Then the good fairies came out from behind the window-curtains, and the poor Queen fell on her knees before them.

“Can’t you do anything?” she asked. “Can’t you undo what she says, and make it untrue?”

“Not even a fairy can make a true thing untrue,” said the good fairies sadly. “Malevola’s words will come true; but the Prince has already many gifts, and our gifts are yet to give, and these you shall choose. Whatever you wish shall be his.”

Then the King, recovering a little from the terror into which the fairy Malevola had thrown him, and remembering how well he and his royal line had always borne them in battle, said at once—

“Let the boy be brave.”

“He is brave,” said one of the good fairies; “he fears nothing.”

And at this the Prince ceased to feel any fear of the Palace cat. He put out his hand and pulled her tail so merrily that Pussy turned and clawed the little arm till the blood ran.

“Oh, dear!” cried his mother, “he is fearless, as you say. I wish he were afraid of cats, poor darling.”

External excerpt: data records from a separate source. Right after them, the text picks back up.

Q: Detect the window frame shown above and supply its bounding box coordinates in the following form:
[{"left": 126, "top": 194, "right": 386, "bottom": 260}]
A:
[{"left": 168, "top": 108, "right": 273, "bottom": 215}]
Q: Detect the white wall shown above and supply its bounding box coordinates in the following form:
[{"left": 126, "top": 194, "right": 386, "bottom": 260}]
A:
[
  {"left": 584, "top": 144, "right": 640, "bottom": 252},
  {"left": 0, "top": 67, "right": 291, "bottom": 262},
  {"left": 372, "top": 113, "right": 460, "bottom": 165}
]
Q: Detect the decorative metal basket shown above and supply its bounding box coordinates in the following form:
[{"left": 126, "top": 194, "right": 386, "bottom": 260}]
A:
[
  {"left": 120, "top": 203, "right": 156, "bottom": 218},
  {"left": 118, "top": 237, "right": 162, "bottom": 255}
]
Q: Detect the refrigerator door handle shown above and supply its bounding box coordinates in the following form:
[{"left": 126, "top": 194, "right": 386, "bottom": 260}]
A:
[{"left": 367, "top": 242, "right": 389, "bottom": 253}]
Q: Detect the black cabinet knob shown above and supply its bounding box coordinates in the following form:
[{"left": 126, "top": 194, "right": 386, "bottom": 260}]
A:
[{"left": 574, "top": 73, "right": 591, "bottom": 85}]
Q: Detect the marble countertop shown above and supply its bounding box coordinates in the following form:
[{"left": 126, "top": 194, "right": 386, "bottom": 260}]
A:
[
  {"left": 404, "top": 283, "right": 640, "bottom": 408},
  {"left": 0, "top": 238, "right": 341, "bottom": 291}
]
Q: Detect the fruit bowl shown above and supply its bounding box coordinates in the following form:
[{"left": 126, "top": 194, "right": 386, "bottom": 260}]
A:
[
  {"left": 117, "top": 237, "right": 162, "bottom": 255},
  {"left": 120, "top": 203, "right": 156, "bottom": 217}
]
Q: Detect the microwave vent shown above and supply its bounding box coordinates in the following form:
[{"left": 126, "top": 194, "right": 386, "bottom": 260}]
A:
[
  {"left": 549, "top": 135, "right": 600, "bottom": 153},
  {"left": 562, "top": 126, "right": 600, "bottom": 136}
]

“He is,” said the second fairy; “you have your wish.” And, indeed, the Prince screamed, and hid his face, and shrank from the Palace cat with such horror that the King pulled out his pencil and note-book and wrote an edict then and there banishing all cats from his dominions. But, all the same, he was very angry.

“Your Majesty has wasted one wish,” he said very politely to the Queen; “let us now leave the last gift in the hands of the last fairy.”